Pochi potrebbero affermare che l'attuale scena metal italiana soffra di cattive condizioni di salute: tenendo fede a una miscela sonora feconda di bestialità e perizia, nell'ultimo decennio una cornucopia di gruppi del Belpaese è riuscita a propagare un flagello demolitore di qualità non inferiore a quello diffuso dal resto del mondo estremo. Gli Hideous Divinity rientrano nella categoria dei fuoriclasse, di coloro che fanno la differenza in ogni situazione: un act, la cui formazione annovera membri attuali e passati di Aborted e Hour Of Penance (rispettivamente Stefano Franceschini ed Enrico Schettino), che, dapprima grazie al micidiale "Cobra Verde" (2014), poi con lo splendido "Adveniens" (2017), ha rivelato appieno il proprio distruttivo ed eclettico potenziale.

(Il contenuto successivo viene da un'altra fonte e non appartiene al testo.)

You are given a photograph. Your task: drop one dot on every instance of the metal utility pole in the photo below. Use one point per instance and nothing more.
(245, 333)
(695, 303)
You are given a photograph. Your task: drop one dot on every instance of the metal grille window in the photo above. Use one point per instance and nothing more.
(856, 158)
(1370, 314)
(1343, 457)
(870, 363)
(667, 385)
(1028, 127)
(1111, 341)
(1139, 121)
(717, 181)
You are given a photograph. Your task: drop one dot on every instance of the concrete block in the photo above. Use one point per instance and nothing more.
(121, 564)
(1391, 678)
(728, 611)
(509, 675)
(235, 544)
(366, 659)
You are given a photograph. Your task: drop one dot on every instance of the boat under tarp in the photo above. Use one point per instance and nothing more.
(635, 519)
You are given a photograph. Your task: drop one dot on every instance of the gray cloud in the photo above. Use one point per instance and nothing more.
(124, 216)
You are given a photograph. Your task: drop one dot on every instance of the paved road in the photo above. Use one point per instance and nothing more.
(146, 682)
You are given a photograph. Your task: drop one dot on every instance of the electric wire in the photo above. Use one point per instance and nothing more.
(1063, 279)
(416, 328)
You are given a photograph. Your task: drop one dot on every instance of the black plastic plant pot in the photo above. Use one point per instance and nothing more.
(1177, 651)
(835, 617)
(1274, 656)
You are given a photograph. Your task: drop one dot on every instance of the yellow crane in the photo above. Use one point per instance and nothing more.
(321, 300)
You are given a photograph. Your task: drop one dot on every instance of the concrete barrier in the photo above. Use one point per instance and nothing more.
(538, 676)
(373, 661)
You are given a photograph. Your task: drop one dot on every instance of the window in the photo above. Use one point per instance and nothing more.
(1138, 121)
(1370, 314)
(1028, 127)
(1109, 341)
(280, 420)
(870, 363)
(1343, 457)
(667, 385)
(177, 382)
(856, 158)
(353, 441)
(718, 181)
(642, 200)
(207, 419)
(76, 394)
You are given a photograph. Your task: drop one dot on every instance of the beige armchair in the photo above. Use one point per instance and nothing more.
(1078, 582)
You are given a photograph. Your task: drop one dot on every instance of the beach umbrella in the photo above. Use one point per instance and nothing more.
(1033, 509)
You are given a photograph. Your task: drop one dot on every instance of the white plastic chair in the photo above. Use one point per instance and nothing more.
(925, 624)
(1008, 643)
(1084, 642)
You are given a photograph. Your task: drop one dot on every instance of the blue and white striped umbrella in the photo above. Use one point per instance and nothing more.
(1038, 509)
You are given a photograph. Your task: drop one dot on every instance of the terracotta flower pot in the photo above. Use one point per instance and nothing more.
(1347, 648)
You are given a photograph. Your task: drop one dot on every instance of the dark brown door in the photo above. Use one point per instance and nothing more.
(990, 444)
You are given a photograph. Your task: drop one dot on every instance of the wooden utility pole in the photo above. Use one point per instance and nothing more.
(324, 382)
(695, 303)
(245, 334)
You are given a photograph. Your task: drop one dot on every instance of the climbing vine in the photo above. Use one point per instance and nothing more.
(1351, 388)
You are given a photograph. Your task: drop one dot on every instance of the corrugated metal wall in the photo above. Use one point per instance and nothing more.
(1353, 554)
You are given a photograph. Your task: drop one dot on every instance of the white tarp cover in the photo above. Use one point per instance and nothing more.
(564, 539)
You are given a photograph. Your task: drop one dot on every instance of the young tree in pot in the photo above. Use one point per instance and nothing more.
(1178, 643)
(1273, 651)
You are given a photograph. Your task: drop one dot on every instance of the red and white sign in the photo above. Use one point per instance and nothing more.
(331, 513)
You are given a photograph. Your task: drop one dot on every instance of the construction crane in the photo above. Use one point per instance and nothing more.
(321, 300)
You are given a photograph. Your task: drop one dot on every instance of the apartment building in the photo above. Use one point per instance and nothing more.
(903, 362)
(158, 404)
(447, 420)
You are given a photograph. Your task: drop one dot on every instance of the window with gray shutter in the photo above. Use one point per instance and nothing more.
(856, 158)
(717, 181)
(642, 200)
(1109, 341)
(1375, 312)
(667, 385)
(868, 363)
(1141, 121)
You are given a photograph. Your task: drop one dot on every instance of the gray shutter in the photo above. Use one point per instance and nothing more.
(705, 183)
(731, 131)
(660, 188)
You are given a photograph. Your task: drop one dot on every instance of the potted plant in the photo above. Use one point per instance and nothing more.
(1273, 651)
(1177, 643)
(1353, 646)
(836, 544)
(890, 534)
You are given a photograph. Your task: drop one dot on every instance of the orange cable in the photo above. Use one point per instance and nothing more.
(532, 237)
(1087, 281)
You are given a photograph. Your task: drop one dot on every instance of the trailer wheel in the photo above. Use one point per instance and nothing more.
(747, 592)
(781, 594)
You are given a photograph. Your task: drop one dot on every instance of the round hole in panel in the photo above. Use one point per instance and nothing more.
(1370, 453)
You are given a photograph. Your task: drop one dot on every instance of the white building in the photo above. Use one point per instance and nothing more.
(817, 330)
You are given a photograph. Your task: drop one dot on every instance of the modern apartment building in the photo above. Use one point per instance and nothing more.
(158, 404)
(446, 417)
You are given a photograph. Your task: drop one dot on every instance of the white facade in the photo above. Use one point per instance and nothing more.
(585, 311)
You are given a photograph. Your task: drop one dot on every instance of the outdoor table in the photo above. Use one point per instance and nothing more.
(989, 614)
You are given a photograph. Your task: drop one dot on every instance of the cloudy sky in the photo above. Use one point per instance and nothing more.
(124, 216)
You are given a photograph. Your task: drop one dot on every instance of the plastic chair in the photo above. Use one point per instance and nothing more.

Il nuovo album "Simulacrum", esordio del combo su Century Media, si muove un po' sulla falsariga dello scorso lavoro: da una parte la firma con una grande label, dall'altra il raggiungimento di un ottimo equilibrio in termini di songwriting, rappresentano due legittimi motivi per prediligere la continuità invece che l'azzardo. Eppure, benché consolidato, il particolare technical/brutal death dei capitolini riserva comunque delle sorprese, sfuggendo al facile incasellamento: in filigrana si nota sempre l'influenza dei Suffocation, ma oramai da almeno un lustro i nostri non lesinano profonde corruttele provenienti dal black più apocalittico ed epicheggiante.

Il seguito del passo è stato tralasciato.